Gary Wolstenholme/Redferns via Getty Images

David Berman performing with Silver Jews, Barcelona, Spain, 2008

The lead singer of the indie rock band Silver Jews, David Berman, died last month at fifty-two, a suicide in Brooklyn. While he might at first glance appear just another icon of Gen X, an embarrassing phrase back in the day that now seems accurate, Berman reflected that generation’s ironic, dark hunches about existence. As he put it in one song:

What if life is just some hard equation
On a chalkboard in a science class for ghosts?
You can live again, 
But you’ll have to die twice in the end.

The Silver Jews’ most renowned albums, The Natural Bridge and American Water, were made during the 1990s, a decade when the shrug, albeit an ominous shrug, was a key artistic gesture. They also created other great works, Bright Flight and Starlite Walker among them. There was also Actual Air, Berman’s 1999 collection of poems that have the same passion for Americana, absurdism, and an everyday melancholy that marks his songs. When I reviewed that book twenty years ago, I wrote that it was full of “a gently self-deflationary nostalgia” and “simultaneously gothic and idyllic.” (“Back when we were interesting / we had sunsets with play sadness. / bird control units / and a new substitute for the upstairs.”)

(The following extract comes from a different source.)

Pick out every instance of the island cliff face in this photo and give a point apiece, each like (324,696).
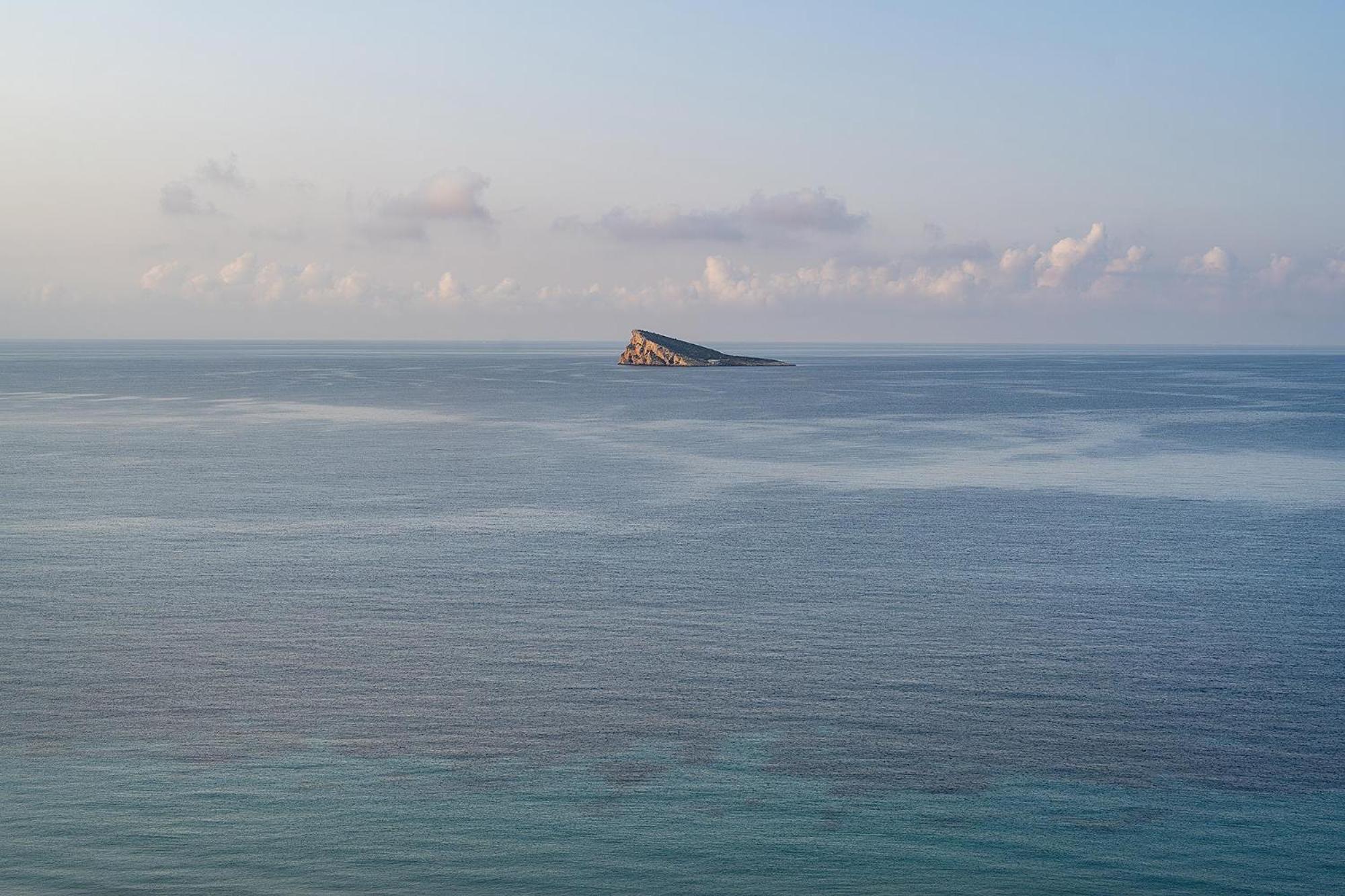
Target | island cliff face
(656,350)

The book shepherded the decade to a close and showed what his listeners already had guessed, that Berman was a real poet, not just “poetic,” as some more famous singers are falsely credited with being. He was a protégé of the poet James Tate, with whom he’d studied in graduate school: the two influenced each other to the point that Tate named a poem in his last book after a line from a Berman song; Tate’s literary executor and wife, the poet Dara Wier, gave that same title, The Government Lake, to the posthumously published collection.

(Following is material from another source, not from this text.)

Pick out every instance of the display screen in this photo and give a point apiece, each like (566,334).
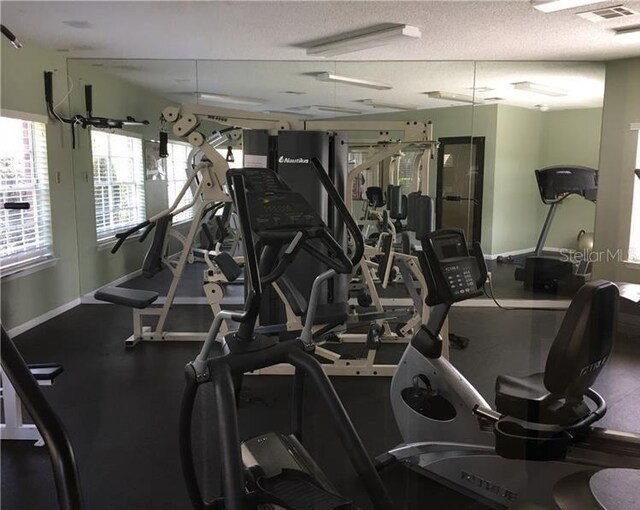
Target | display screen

In the poetry and the albums, Berman’s poetic voice or his plaintive baritone insists that another truth is out there, a source of black humor: there were no jobs to be had, we had graduated into a recession, we would eternally be unpaid interns; if we were female, we faced endless harassment—without the language to describe, let alone protest, it; and many vulnerable people in our midst were overdoing it on anti-depressants, Ritalin, or Jim Beam. Berman struggled with it all: crack and Fentanyl and serious depression. “In 1984,” he wrote in one of his most memorable lyrics, “I was hospitalized for approaching perfection.” But he seemed to succeed in making his personal demons not an aberration, but something woven into and speaking for the experience of a generation.

His songs for Silver Jews had as their underpinning this sour, low-stakes refusal of the smugness and falsehoods around us, many which were political in nature. It was a pickled rejection of the upbeat mainstream. As a recent piece in Pitchfork put it, Berman’s sometime collaborator Stephen Malkmus—and Berman himself—have become a “lazy shorthand for ‘ironic slackers,’ a reputation that’s always undersold the emotional distress and subtle social commentary” of their best writing. 

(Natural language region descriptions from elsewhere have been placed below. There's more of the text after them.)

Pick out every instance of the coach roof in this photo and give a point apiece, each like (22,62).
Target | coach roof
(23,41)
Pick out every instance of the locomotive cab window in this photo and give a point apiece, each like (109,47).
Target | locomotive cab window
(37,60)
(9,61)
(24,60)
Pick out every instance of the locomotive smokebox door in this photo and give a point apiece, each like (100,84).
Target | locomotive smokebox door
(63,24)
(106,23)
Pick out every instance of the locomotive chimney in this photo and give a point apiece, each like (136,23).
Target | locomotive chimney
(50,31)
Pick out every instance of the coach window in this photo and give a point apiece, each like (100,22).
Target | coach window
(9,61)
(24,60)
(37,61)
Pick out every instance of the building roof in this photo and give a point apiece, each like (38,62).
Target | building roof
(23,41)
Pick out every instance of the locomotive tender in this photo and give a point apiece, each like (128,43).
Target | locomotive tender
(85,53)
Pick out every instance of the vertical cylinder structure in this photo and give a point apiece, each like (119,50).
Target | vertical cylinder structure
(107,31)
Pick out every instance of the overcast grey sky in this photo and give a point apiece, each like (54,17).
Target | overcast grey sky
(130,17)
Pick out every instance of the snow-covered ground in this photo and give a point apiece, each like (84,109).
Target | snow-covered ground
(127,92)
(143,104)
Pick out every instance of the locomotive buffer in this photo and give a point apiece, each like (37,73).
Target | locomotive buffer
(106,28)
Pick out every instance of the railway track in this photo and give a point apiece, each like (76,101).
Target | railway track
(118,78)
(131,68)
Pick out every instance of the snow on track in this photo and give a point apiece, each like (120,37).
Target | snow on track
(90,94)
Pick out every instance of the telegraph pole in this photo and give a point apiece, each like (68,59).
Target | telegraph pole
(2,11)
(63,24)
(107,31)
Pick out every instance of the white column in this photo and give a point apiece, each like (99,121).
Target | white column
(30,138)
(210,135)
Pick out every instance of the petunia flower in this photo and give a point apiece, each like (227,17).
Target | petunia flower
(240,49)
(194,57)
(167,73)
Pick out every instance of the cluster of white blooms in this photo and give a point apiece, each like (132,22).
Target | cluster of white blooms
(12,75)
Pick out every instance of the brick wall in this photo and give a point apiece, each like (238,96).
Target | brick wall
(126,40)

Berman’s songs were metaphysical half-nods, cynical but joking whispers, poignant, lazy singing of serrated couplets that consistently nudged their Gen X listeners about the falsity of the world around them. You could even say that Silver Jews’ and Berman’s sensibilities sprang from a refusal of the exploitatively cheery tone that surrounded the terrible things that were happening in a supposedly Democratic decade, such as the premature end to Aid to Dependent Families and Children (AFDC), the creation of workfare, the Clinton administration’s “don’t ask, don’t tell” policy on lesbians and gay men serving in the military, and even canned Friends-style television (bizarrely now making a comeback). It only seemed to get worse, not better, when culture became digitized and the freedom of the Internet was as quickly commodified.

Not coincidentally, the 1990s were also the moment of the rise of the lobbying industry—which included Berman’s own father, Richard Berman, a gun, fossil-fuel, tobacco, and anti-labor lobbyist whom his critics dubbed “Dr. Evil.” Berman senior’s specialty was forming fake advocacy organizations to shill for corporations. Father and son were estranged. In retrospect, the title of his poetry book, Actual Air, might perhaps be a buried homonym for the identity he had buried—that of being the “actual heir” to a father he considered “a despicable man” and a “human molestor [sic].”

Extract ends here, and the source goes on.